Bewerbungscoaching: Allgemeine Infos
Bewerbungscoaching ist nicht gleich Bewerbungscoaching. Eine allgemeingültige Definition kann hier nicht getroffen werden. Zum einen, da jeder Bewerbungscoach anders an die Sache herangeht. Schließlich gilt es, das Coaching an die Bedürfnisse des jeweiligen Teilnehmers anzupassen. Zum anderen kann auch deshalb keine einheitliche Definition festgelegt werden, da sich Bewerbungscoachings auf unterschiedliche Bereiche beziehen können. So kann es im Bewerbungscoaching z.B. darum gehen, wie man eine Bewerbung aufbaut, wie man Vorstellungsgespräche vorbereitet, welche Bewerbungsstrategie die passende ist etc. Oder es kann inhaltlich auch um ganz grundlegende Dinge gehen, wie z.B. Berufsziele zu erörtern oder bei der Berufsorientierung zu helfen.
Eines haben jedoch alle Bewerbungscoachings gemeinsam – unabhängig davon, mit welcher Thematik sie sich konkret beschäftigen. Ein professionelles Bewerbungscoaching soll dem Coaching-Teilnehmer die Arbeit nicht abnehmen, sondern ihn unterstützen und letztlich darauf vorbereiten, beim nächsten Mal allein in der Lage zu sein, die Bewerbungsphase zu meistern.
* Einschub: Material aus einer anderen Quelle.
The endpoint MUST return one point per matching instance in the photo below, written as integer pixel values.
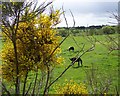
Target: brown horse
(79, 60)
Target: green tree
(30, 42)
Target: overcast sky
(87, 12)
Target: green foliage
(71, 88)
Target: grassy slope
(106, 64)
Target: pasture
(103, 65)
(97, 64)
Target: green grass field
(105, 66)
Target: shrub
(72, 88)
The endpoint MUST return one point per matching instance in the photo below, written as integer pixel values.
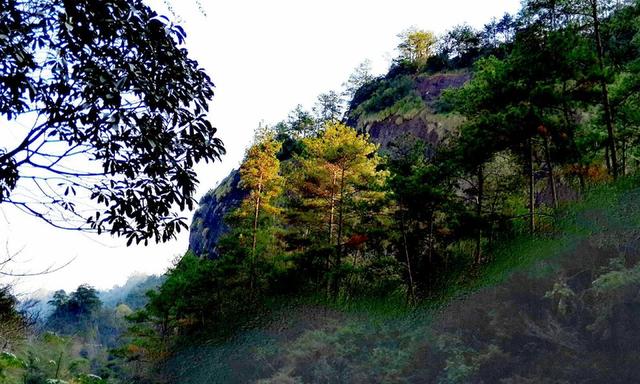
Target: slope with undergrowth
(563, 307)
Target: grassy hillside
(562, 305)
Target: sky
(265, 57)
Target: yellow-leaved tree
(337, 174)
(260, 176)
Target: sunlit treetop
(111, 115)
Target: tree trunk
(552, 180)
(332, 211)
(532, 216)
(255, 237)
(339, 239)
(478, 255)
(608, 116)
(624, 158)
(411, 292)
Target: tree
(338, 171)
(259, 174)
(328, 107)
(115, 112)
(361, 75)
(416, 45)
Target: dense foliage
(116, 113)
(331, 214)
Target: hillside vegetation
(470, 216)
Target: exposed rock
(208, 221)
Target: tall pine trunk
(478, 255)
(411, 292)
(552, 180)
(608, 115)
(532, 202)
(255, 237)
(336, 279)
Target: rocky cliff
(394, 107)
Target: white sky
(265, 57)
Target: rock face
(208, 222)
(427, 125)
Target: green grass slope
(563, 307)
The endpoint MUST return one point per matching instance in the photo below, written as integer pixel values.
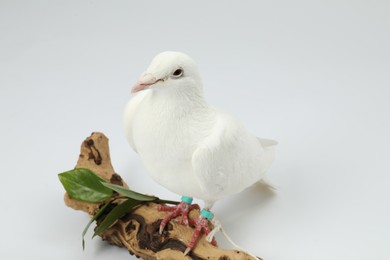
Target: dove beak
(145, 81)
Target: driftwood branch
(138, 230)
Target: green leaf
(83, 184)
(129, 193)
(115, 214)
(97, 215)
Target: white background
(312, 74)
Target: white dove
(188, 146)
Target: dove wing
(227, 160)
(129, 114)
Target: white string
(218, 227)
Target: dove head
(170, 71)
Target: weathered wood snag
(138, 230)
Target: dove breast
(194, 151)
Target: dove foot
(201, 224)
(183, 208)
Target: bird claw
(182, 209)
(187, 251)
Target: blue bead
(186, 199)
(206, 214)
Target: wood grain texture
(138, 231)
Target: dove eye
(177, 73)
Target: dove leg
(201, 224)
(183, 208)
Bei einem Bewerbungscoaching erhält man also keine vorgefertigten Bewerbungen, sondern der Coach arbeitet gemeinsam mit dem Teilnehmer daran, die eigene, individuelle Bewerbung zu optimieren. Ein Bewerbungscoaching ist somit in der Tat als Coaching zu verstehen, bei dem man mitwirken muss – und nicht als reine Dienstleistung.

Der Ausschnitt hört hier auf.